Genetics, Vol. 170, 1775-1795, August 2005, Copyright © 2005
doi:10.1534/genetics.105.043125
Identification of Genetic Loci That Interact With cut During Drosophila Wing-Margin Development
Joshua J. Krupp*,
,
Lauren E. Yaich
,
Robert J. Wessells* and
Rolf Bodmer*,1
* The Burnham Institute, La Jolla, California 92037
Neuroscience Program, University of Michigan, Ann Arbor, Michigan 48109
Biological and Health Sciences Division, University of Pittsburgh, Bradford, Pennsylvania 16701
1 Corresponding author: The Burnham Institute, 10901 N. Torrey Pines Rd., La Jolla, CA 92037.

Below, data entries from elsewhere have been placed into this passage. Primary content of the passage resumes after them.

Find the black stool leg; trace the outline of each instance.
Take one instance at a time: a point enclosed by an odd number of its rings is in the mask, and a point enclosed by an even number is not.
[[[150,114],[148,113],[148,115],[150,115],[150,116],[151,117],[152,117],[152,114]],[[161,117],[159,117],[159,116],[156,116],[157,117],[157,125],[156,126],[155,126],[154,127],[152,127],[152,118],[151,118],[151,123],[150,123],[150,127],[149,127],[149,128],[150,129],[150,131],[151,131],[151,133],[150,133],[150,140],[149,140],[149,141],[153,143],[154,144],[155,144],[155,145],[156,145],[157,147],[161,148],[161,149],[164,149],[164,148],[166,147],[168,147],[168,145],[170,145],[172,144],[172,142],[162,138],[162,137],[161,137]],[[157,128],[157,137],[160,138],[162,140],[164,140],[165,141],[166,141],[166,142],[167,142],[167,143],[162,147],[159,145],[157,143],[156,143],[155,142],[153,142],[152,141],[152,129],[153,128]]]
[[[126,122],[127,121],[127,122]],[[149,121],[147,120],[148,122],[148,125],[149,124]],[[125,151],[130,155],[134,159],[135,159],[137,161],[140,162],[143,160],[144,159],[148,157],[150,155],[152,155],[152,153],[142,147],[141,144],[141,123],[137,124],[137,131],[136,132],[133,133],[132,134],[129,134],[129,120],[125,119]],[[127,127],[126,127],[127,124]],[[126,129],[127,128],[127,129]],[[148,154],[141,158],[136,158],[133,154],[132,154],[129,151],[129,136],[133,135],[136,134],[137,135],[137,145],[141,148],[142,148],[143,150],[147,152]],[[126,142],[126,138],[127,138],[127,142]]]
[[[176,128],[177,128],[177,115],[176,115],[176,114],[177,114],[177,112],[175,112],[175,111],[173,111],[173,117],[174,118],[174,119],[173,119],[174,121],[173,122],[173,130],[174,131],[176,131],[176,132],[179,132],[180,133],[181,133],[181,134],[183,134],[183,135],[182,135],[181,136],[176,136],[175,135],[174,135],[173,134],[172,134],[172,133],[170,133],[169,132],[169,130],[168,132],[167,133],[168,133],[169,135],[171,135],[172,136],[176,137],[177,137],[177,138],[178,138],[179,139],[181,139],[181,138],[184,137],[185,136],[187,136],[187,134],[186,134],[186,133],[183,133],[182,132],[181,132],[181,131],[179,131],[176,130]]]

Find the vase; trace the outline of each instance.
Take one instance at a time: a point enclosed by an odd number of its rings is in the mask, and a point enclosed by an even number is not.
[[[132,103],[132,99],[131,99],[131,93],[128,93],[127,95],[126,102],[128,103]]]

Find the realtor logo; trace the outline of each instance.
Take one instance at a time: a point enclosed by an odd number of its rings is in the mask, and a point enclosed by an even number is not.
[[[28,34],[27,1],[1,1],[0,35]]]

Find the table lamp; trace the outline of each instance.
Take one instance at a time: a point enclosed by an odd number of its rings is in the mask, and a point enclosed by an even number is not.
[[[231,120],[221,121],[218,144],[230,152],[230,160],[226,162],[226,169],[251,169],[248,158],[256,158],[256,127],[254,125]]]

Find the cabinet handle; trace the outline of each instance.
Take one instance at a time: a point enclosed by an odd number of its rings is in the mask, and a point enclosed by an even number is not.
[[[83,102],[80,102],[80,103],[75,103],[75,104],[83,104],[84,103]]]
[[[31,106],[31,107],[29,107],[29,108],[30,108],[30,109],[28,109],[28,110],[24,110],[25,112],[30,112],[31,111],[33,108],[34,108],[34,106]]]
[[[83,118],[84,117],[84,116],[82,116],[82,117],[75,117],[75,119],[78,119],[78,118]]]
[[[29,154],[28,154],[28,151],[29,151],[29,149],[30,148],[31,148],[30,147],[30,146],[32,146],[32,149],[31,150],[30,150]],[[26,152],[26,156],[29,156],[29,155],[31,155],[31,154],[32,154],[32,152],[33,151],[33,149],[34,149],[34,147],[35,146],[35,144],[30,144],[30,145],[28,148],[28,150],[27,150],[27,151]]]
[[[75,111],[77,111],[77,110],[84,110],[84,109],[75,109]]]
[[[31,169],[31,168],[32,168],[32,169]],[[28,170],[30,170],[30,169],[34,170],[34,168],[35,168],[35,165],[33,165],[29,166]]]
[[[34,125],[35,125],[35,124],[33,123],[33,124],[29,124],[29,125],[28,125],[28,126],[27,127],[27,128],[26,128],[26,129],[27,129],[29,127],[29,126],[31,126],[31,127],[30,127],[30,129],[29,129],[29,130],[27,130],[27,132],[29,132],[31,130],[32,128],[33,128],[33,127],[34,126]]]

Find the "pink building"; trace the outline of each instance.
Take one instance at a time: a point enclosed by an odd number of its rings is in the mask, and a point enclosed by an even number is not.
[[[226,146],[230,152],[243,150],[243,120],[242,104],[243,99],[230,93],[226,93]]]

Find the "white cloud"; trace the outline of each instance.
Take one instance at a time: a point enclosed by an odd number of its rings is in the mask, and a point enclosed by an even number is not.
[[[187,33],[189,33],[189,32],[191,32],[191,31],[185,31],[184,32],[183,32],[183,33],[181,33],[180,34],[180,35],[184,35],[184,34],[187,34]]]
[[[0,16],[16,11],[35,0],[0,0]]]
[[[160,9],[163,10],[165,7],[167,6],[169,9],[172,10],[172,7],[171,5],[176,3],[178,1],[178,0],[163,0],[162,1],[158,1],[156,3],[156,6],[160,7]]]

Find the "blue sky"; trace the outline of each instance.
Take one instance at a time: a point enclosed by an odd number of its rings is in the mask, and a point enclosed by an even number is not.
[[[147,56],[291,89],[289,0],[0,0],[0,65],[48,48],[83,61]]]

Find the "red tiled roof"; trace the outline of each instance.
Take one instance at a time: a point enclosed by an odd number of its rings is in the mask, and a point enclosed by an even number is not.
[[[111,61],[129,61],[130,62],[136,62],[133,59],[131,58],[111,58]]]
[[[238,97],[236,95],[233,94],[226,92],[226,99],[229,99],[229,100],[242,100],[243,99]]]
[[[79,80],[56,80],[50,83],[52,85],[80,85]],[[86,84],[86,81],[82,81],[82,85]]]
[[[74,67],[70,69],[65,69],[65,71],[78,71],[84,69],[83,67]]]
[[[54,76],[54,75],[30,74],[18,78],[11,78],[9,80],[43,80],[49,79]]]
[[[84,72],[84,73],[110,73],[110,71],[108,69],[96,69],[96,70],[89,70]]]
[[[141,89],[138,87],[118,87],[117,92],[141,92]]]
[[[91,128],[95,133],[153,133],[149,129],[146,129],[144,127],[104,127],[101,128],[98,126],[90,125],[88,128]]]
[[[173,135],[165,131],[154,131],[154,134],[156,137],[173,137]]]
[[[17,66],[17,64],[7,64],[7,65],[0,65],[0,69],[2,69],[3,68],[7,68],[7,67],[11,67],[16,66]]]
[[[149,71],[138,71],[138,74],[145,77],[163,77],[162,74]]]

E-mail: rolf{at}burnham.org
The Drosophila selector gene cut is a hierarchal regulator of external sensory organ identity and is required to pattern the sensory and nonsensory cells of the wing margin. Cut performs the latter function, in part, by maintaining expression of the secreted morphogen encoded by wingless (wg). We find that Cut is required for wing-margin sensory organ specification in addition to and independently of Wg maintenance. In addition, we performed a genetic modifier screen to identify other genes that interact with cut in the regulation of wing-margin patterning. In total, 45 genetic loci (35 gain-of-function and 10 loss-of-function loci) were identified by virtue of their ability to suppress the wing-margin defects resulting from gypsy retrotransposon-mediated insulation of the cut wing-margin enhancer. Further genetic characterization identified several subgroups of candidate cut interacting loci. One group consists of putative regulators of gypsy insulator activity. A second group is potentially required for the regulation of Cut expression and/or activity and includes longitudinals lacking, a gene that encodes a family of BTB-domain zinc-finger transcription factors. A third group, which includes a component of the Brahma chromatin remodeling complex encoded by moira, affects the level of Cut expression in two opposing ways by suppressing the gypsy-mediated ctK phenotype and enhancing the non-gypsy ct53d phenotype. This suggests that the Brahma complex modulates both enhancer-controlled transcription and gypsy-mediated gene insulation of the cut locus.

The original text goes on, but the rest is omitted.